A force de trop jouer au fou, on le devient vraiment. C'est donc à cette conclusion de conte pour enfants qu'aboutit Shock Corridor. Seulement, Shock Corridor est très loin d'être un film pour enfants.
Shock Corridor, c'est une plongée dans le monde de la folie, où le spectateur boit la tasse autant que les personnages. C'est un film-choc, un film qui déstabilise toute notre confiance en ce qui nous entoure, et particulièrement qui nous force à revenir en arrière par crainte d'avoir imaginé ce que nous avons vu. C'est une preuve incontestable du talent de Samuel Fuller, dont les films à l'atmosphère pesante et aux acteurs suffocants de chaleur baignent dans l'hallucination et l'expérience sensorielle : on touche le film, on le sent, on sue avec les personnages dans cette folie fracassante.
Mais Shock Corridor ne serait rien sans la photographie de Stanley Cortez, dont les contrastes saisissants donnent au film tout son aura effrayante, et les mouvements de caméra glaciaux. On peut regretter les quelques images exotiques en couleurs qui rompent l'unité esthétique claustrophobe du film, mais cela n'entame pas beaucoup l'aspect terrifiant du film.
Ce qui doit être le plus terrifiant est que nous suivons le personnage principal et on s'identifie facilement à lui dans le cadre de l'enquête qu'il mène, et on est rassuré de le voir simuler la folie (il échoue dans le bureau du psychiatre quand machinalement il remet un tableau à l'horizontale, mais cela nous rassure cette fois de sa sanité).
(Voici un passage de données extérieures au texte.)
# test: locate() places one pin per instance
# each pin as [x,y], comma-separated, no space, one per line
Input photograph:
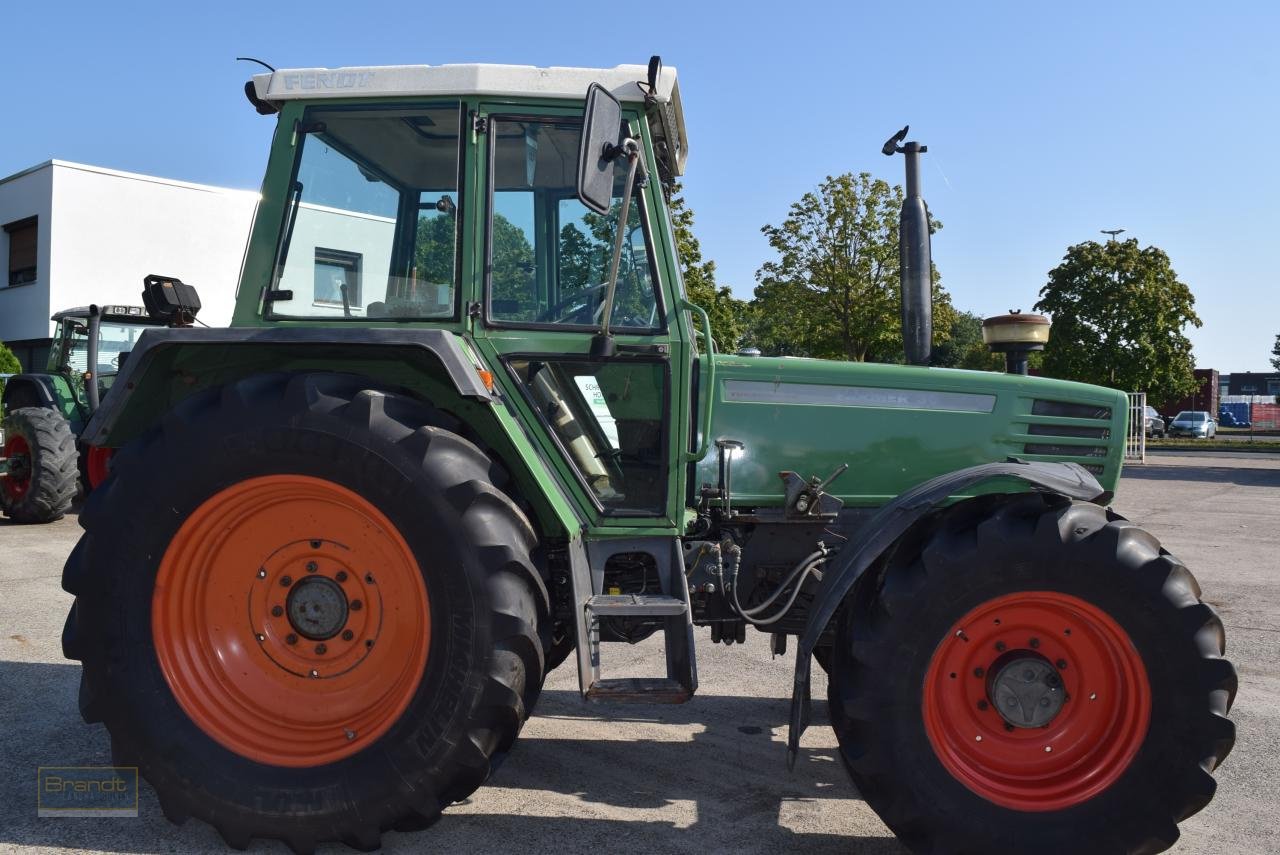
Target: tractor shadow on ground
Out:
[1238,475]
[728,766]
Ainsi, on s'égare en même temps que lui dans les abîmes de la folie, et si le cadre ne nous déstabilise pas totalement comme lui (et pourtant, pour une fois la voix-off est utile et nous plonge dans les pensées du héros comme si elles lui étaient étrangères et venaient du lointain), si nous ne devenons pas fous pour autant, le lien tissé entre nous et le héros se casse avec une violence inouïe, et notamment lorsqu'il est enfin parvenu à trouver ce qu'il cherchait - ce que nous cherchions, il fracasse le crâne du fou qui faisait son portrait, en hurlant : "that's not me !" Il a dès lors perdu toute faculté de jugement, il a perdu son identité dans le couloir de la folie. Shock Corridor ne nous remet pas en question nous-mêmes, comme on pourrait le prétendre pour bien des films, mais il nous bouleverse tellement, que nous ne pourrons jamais plus faire confiance aux personnages que nous suivons, aux films que nous voyons ou que nous croyons voir : à la fin de ce film, c'est presque comme si nous doutions que c'en était un.